PROFE 2026

IberLEF 2026 task

PROFE 2026: Language Proficiency Evaluation

Deep language comprehension is essential for understanding semantic nuances and logical inferences behind natural language understanding. A major challenge in language comprehension is the development of new resources, which often require significant human intervention. One solution has been to reuse human Reading Comprehension collections, such as RACE (Lai et al. 2017), allowing researchers to compare the performance of automated systems against human benchmarks. However, most of these resources have been created primarily in English and often contain a substantial amount of training data similar to the test set, which can limit the generalization of results regarding reasoning capabilities.

TABLE OF CONTENTS

Description of the task

Subtasks

Dataset

Examples

Evaluation measures and baseline

Description of the task

PROFE 2026 reuses the exams for Spanish proficiency evaluation developed by Instituto Cervantes along many years to evaluate human students. Therefore, automatic systems will be evaluated under the same conditions as humans were. Systems will receive a set of exercises with their corresponding instructions without specific training material. In this way we expect Transfer Learning approaches or the use of Generative Large Language Models.
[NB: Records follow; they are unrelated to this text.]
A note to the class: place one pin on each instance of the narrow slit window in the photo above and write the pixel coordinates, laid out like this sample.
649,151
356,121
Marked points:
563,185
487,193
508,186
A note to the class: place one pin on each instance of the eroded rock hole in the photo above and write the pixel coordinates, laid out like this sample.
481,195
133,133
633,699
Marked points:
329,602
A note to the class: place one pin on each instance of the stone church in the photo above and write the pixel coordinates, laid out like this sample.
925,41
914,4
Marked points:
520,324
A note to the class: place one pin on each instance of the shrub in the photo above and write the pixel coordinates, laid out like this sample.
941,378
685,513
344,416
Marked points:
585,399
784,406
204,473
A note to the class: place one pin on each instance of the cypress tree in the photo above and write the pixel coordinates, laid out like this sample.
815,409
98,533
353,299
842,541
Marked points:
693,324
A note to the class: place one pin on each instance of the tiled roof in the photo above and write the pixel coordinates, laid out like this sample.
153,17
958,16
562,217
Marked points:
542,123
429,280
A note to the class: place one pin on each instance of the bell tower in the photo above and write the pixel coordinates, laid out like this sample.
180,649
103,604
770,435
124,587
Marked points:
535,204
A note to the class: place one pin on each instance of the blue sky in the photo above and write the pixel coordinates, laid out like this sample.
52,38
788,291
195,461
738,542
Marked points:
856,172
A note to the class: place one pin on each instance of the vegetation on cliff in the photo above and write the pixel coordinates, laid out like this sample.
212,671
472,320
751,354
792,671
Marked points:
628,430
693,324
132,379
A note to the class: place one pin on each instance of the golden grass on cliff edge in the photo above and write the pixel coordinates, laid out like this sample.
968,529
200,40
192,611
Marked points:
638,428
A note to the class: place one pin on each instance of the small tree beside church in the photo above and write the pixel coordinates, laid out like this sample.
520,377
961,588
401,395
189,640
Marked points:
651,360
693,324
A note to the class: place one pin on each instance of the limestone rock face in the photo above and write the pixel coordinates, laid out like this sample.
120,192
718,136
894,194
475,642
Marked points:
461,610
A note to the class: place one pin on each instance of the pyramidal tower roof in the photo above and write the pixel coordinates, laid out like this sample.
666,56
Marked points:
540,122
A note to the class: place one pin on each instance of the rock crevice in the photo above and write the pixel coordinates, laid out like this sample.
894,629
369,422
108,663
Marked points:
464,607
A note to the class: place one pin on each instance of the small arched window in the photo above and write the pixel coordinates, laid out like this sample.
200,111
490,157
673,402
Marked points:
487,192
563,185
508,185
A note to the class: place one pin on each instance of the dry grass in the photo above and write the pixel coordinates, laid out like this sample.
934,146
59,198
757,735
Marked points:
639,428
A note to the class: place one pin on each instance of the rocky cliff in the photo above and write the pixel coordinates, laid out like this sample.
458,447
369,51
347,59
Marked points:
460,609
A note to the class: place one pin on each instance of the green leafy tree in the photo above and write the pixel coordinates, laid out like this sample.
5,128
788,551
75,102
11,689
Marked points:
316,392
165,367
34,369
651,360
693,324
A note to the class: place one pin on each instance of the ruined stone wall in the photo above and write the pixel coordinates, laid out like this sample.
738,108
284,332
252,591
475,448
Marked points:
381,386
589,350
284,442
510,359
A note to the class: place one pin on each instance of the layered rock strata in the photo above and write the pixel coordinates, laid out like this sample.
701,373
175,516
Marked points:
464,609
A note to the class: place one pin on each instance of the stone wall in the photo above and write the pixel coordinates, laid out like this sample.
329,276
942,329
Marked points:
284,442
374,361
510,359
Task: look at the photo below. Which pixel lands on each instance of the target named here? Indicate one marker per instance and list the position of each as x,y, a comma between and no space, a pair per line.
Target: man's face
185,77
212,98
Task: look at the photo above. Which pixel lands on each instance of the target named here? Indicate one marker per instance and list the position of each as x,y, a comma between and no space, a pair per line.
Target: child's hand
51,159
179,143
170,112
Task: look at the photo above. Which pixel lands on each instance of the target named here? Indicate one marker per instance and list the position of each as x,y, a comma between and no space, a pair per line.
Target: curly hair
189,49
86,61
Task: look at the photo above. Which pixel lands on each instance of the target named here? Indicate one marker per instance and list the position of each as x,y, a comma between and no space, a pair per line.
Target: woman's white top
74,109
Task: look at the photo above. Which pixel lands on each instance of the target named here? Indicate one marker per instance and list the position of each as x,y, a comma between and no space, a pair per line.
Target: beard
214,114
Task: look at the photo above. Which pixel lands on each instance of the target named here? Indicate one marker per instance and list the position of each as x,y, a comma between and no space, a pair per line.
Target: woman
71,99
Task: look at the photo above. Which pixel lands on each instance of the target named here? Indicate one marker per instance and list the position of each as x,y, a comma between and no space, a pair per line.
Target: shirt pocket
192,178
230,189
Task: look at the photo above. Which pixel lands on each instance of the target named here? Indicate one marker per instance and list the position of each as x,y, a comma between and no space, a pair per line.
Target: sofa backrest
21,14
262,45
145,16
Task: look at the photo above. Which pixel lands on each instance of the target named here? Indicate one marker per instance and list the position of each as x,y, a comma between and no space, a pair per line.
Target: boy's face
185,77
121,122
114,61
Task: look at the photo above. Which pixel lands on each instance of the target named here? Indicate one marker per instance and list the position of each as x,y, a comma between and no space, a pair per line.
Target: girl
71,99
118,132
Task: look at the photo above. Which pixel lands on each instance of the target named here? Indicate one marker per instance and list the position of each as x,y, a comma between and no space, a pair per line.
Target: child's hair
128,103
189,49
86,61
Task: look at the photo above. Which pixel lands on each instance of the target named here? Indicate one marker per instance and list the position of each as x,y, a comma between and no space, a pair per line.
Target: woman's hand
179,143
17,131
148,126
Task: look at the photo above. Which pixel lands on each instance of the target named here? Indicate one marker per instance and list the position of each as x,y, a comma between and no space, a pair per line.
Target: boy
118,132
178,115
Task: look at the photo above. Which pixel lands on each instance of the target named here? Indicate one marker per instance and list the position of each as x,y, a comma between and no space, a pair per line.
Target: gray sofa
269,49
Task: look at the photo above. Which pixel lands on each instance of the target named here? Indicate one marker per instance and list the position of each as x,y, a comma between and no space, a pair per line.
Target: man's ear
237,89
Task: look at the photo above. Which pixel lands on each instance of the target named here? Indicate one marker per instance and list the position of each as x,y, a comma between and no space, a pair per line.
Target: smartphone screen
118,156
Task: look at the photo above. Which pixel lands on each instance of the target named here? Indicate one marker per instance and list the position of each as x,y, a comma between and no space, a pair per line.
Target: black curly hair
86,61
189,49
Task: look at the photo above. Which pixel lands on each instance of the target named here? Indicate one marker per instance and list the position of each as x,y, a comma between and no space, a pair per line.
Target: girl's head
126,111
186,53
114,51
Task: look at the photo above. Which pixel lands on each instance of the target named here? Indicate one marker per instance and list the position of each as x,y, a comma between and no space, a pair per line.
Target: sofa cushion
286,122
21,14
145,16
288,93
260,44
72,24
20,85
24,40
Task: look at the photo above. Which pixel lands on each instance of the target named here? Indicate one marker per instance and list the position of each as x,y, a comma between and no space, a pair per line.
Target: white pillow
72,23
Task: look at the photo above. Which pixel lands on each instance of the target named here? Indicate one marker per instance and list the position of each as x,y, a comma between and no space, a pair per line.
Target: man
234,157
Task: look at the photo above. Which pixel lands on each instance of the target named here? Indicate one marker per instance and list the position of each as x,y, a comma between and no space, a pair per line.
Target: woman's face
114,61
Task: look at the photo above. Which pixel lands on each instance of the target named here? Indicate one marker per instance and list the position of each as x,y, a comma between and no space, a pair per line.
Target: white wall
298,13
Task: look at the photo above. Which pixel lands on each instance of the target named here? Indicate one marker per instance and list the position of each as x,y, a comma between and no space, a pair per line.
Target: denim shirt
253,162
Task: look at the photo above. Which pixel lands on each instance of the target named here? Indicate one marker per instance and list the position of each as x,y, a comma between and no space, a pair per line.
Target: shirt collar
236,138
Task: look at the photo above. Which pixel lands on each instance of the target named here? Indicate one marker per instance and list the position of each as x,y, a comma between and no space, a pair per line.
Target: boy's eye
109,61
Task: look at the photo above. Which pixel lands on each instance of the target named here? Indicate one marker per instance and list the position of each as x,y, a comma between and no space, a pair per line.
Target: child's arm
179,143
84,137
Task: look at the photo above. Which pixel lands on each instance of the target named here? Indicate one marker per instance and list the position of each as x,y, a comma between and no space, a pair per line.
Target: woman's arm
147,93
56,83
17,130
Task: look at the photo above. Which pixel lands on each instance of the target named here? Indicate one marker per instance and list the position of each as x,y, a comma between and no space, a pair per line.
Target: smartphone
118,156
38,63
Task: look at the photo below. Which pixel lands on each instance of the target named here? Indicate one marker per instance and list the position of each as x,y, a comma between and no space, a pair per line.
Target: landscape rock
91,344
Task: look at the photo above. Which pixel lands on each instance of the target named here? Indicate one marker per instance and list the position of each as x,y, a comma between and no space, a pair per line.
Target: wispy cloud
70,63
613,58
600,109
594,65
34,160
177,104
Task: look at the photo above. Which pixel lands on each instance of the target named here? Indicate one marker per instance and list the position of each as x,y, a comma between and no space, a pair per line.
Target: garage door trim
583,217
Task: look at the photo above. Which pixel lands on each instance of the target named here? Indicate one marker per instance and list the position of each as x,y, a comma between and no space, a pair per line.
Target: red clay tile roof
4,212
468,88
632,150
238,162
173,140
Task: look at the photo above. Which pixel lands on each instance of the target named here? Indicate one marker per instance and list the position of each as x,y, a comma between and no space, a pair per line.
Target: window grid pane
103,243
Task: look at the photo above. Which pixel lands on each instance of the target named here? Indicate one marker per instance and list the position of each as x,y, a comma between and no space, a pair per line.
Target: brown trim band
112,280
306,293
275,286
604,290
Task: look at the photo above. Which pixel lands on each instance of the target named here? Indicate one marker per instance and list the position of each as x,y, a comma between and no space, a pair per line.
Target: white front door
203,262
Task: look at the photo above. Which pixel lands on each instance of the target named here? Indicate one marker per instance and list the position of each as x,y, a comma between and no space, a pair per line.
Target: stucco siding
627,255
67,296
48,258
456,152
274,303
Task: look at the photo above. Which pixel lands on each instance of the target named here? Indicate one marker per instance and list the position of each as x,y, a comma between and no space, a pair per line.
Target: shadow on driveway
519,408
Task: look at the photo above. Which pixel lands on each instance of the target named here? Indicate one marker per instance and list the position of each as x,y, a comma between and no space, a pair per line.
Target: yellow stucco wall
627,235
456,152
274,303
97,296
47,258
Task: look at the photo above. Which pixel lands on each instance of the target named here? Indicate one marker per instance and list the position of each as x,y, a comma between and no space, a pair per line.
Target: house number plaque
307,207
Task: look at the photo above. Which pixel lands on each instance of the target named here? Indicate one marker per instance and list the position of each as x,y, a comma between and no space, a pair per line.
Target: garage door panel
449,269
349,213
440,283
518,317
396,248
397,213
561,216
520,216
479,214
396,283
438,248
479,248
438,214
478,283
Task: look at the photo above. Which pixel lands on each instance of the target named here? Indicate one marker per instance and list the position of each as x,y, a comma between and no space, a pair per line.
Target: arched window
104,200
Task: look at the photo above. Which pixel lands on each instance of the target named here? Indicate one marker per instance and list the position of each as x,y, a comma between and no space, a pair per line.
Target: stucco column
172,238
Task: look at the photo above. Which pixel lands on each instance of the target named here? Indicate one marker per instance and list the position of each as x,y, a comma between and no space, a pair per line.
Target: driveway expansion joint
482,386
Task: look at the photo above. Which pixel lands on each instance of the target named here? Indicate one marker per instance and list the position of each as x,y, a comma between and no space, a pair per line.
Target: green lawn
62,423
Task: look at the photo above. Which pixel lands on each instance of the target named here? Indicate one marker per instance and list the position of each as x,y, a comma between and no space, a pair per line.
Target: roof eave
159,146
The previous edition proposed exams based only on text. In this new edition, we will include exams with images, which sometimes require interpretation to answer the exercise correctly. We propose evaluating systems on their ability to perform multimodal reasoning, moving beyond text-only comprehension.

We will provide a limited set of new image-based exercises while retaining the dataset from the previous edition. This setup encourages participants to develop strategies for handling the scarcity of specific training data.

Subtasks

PROFE 2026 has three subtasks, one per exercise type. Teams can participate in any combination of them. Each subtask contains several exercises of the same type. The subtasks are:

Multiple choice subtask: each exercise includes a text and a set of multiple-choice questions about the text where only one answer is correct. Given a multiple-choice question, systems must select the correct answer among the candidates.
Matching subtask: each exercise contains two sets of texts. Systems must find the text in the second set that best matches the first set. There is only one possible matching per text, but the first set can contain extra unnecessary texts.
Filling the gap subtask: each exercise contains a text with several gaps corresponding to textual fragments that have been removed and presented disorderly as options. Systems must determine the correct position for each fragment. There is only one correct text per gap, but there could be more candidates than gaps.

The different exercises open research on how to approach them, adapting different prompts when using generative models.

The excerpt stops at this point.